Cervantes me interrumpió, atizando un puñetazo en la mesa y dejando escapar una palabra fea, pues a consecuencia del puñetazo se clavó en la mano una pluma:
–¡Basta! –gritó–. Me has ofendido gravemente, y más duele la ofensa en el alma que el dolor en el cuerpo.
–Bueno; no me vengas con cervantismo y explícate, Miguel.
Cervantes, bastante irritado por la familiaridad de mi trato, se arrellanó en la escribanía, se acarició la gola y exclamó:
–He leído tu novela.
–¿Amor se escribe sin hache?
–Sipí. (Giro fonético muy usado en el siglo XVI.)
–¿Y qué? Te gusta, ¿verdad? Es enorme de divertida...
–No me ha gustado.
–¿Que no te ha gustado? Bien se ve que, al fin y al cabo, eres compañero en la literatura.
–No me ha gustado y vengo del Otro Mundo sólo para ajustarte cuentas.
–¡A propósito! –exclamé con alegría– ¿Dónde estás enterrado? Porque en la Tierra se ignora: murmuran que en el convento de la calle de Moratín, pero nada se sabe con certeza.
Cervantes sonrió tristemente.
–No estoy enterrado en ningún sitio.
–Pues, ¿qué han hecho con tus huesos?
–Fosfatina. Mi brazo izquierdo, que era el único que quedaba sin pulverizar, se lo tomó anteanoche tu hija.
–¿Mi hija? ¡Qué horror! –gruñí– ¡Entonces es seguro que acabará siendo literata. Bueno, y ¿por qué no te ha gustado Amor se escribe sin hache? –indagué para dejar aquel tema que hacía cisco mis ilusiones paternales.

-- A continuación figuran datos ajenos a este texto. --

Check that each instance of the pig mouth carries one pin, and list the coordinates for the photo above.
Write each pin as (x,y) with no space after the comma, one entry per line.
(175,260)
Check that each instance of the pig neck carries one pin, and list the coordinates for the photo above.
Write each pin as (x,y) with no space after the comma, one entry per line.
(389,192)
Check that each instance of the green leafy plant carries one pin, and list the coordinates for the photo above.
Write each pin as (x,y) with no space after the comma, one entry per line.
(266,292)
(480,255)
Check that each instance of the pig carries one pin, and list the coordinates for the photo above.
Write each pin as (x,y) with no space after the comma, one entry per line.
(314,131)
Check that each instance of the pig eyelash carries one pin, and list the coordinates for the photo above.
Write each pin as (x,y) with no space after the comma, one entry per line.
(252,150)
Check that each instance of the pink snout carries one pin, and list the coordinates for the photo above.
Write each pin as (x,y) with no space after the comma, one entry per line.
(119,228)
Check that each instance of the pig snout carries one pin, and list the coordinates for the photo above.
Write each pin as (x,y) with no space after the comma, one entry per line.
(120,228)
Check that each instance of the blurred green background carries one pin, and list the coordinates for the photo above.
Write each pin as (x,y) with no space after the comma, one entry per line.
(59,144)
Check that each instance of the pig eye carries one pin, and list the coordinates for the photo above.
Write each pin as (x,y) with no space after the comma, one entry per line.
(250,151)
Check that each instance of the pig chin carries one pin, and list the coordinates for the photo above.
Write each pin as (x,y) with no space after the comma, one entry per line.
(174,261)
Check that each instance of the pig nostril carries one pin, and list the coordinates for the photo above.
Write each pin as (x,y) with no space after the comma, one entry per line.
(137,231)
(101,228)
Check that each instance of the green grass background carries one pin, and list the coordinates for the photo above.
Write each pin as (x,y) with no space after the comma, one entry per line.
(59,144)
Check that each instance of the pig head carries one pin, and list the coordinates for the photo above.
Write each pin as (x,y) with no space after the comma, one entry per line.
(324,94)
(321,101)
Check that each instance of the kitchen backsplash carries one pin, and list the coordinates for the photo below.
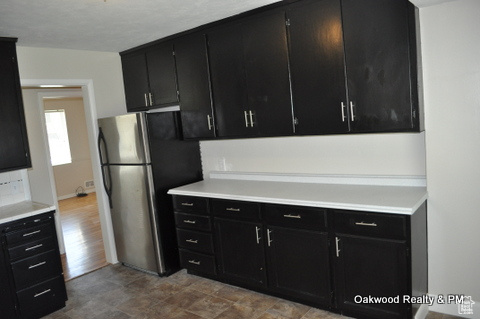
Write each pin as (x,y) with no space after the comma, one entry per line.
(14,187)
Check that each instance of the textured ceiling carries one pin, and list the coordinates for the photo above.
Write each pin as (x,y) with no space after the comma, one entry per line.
(114,25)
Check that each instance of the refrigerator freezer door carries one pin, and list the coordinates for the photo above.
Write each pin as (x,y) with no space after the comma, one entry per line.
(131,211)
(126,139)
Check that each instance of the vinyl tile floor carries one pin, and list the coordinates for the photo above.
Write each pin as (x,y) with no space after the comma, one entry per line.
(119,292)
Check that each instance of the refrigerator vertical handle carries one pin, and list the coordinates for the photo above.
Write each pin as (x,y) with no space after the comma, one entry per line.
(107,184)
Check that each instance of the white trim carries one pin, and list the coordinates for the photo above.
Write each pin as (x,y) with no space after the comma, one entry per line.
(410,181)
(92,129)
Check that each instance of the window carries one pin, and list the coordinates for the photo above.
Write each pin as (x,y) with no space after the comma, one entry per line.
(58,137)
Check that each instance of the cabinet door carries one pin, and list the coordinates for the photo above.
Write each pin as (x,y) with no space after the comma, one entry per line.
(378,65)
(14,151)
(266,68)
(298,263)
(241,251)
(228,82)
(135,79)
(194,87)
(371,267)
(317,67)
(162,74)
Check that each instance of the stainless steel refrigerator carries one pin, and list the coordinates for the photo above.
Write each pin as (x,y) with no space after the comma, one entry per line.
(142,157)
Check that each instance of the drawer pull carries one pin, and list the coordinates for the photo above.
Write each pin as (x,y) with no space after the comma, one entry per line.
(37,265)
(187,204)
(32,233)
(33,247)
(42,293)
(366,224)
(292,216)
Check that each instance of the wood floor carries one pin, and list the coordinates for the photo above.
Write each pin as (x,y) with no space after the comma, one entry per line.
(83,236)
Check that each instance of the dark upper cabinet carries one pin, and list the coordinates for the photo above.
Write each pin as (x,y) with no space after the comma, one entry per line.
(194,87)
(149,77)
(380,57)
(14,150)
(250,79)
(317,67)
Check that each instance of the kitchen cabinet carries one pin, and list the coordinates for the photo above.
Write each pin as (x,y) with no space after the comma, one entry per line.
(194,86)
(250,78)
(353,66)
(241,252)
(14,149)
(149,77)
(373,258)
(194,237)
(380,57)
(298,253)
(35,285)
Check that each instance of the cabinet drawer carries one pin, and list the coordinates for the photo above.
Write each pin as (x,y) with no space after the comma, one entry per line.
(32,248)
(295,216)
(371,224)
(192,221)
(29,234)
(27,272)
(43,298)
(190,204)
(201,242)
(197,262)
(236,209)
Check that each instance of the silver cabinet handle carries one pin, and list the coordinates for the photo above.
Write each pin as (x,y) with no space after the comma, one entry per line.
(209,121)
(366,224)
(269,239)
(351,111)
(257,231)
(251,114)
(336,246)
(37,265)
(32,233)
(292,216)
(42,293)
(33,247)
(150,97)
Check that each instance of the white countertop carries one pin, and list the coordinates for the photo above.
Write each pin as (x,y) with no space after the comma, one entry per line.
(372,198)
(22,210)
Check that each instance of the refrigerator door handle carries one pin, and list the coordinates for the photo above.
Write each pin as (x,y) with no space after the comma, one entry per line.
(152,202)
(107,180)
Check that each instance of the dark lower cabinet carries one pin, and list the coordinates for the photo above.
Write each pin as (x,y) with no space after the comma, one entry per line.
(14,150)
(371,267)
(330,259)
(31,275)
(241,253)
(298,264)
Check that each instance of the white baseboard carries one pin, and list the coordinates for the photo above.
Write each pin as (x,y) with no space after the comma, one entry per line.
(88,191)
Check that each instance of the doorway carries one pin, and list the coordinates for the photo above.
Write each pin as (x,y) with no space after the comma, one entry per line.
(71,178)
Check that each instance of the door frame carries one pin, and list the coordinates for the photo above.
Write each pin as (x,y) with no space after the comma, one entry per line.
(90,109)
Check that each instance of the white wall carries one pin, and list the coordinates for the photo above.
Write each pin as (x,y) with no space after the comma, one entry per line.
(451,55)
(366,154)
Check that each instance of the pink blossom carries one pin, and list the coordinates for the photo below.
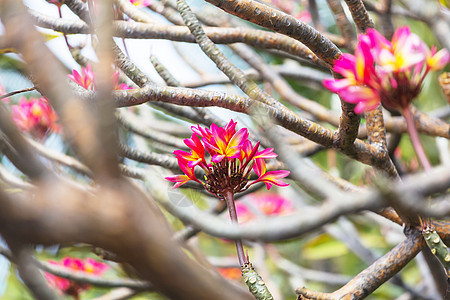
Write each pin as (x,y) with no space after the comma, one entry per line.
(140,3)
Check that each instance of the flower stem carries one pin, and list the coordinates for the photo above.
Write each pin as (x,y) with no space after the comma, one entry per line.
(418,148)
(415,140)
(229,198)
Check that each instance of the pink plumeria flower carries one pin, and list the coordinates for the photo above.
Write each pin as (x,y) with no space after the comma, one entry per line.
(69,287)
(231,159)
(3,92)
(35,116)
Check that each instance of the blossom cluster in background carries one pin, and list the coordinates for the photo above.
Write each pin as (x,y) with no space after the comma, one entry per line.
(231,159)
(86,79)
(390,72)
(291,7)
(36,116)
(89,266)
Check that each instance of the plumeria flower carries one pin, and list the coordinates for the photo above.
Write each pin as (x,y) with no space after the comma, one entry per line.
(267,204)
(229,163)
(86,79)
(141,3)
(390,72)
(69,287)
(35,116)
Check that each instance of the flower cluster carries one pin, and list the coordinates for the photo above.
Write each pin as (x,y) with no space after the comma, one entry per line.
(231,159)
(35,116)
(86,79)
(69,287)
(390,72)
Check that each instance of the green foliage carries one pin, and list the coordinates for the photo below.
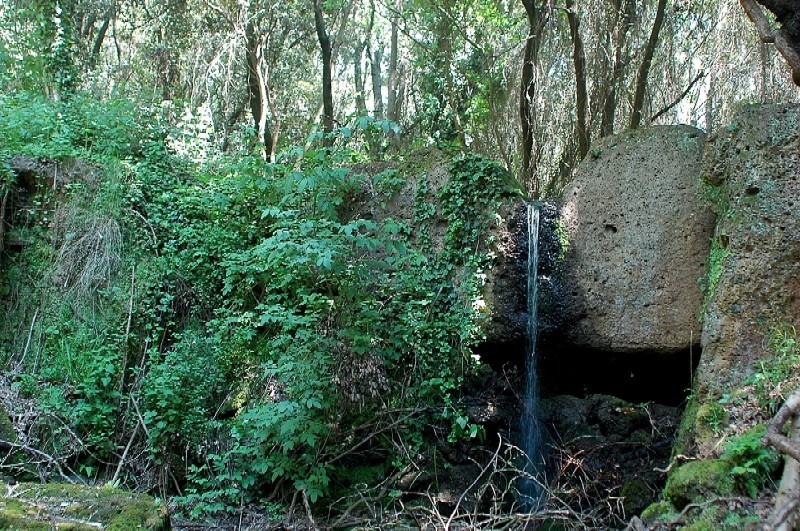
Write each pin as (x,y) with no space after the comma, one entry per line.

–En primer lugar, porque en él me tomas el pelo, diciendo que el Quijote es un libro del que todo el mundo habla pero que nadie ha leído
–Y acaso no es verdad?
–¡No; lo ha leído mucha gente!
–Eso dice Rodríguez Marín; pero no hagas caso: es que él es un entusiasta tuyo.
– Además, el episodio del duelo está desaprovechado: podías haber hecho más cosas en él.
–Eso pensé yo, cuando leí tu Quijote, con el episodio de Sancho en el banquete de los Duques: que allí había tema para escribir unas páginas divertidísimas.
–¿Pero no decías antes que no hablas leído mi Quijote?
–Es que lo he oído por la Radio.
–Además, en tu libro hay capítulos un poco fuertes.
–Es que soy un escritor que huye de tener debilidades.
–Y tu literatura es una literatura para las grandes masas.
–Para las grandes masas encefálicas, tienes razón.
–Esa frase no es tuya. Es una frase antigua.
–No tendrás la pretensión de que a ti, que eres de hace cuatro siglos, te hable con frases nuevas...
–¡Sandio! –volvió a gritar Cervantes.
Le vi tan incomodado que me dio miedo la idea de que alguien se enterase de las burlas que le había dirigido a don Miguel, y le dije al fantasma:
–Anda, bájate de la escribanía, que nos van a hacer una foto para Gutiérrez.
Entonces Cervantes volvió a sonreír con excelente alegría; se bajó al suelo de un salto y se apoyó en mi hombro, satisfecho.
Y es que no hay un literato que no se rinda ante la idea de verse retratado en un periódico.
La última frase de Cervantes fue pronunciada ya delante del objetivo.
–¡Si vieras –me dijo– las ganas que tengo de que me hagan una interviú para Estampa!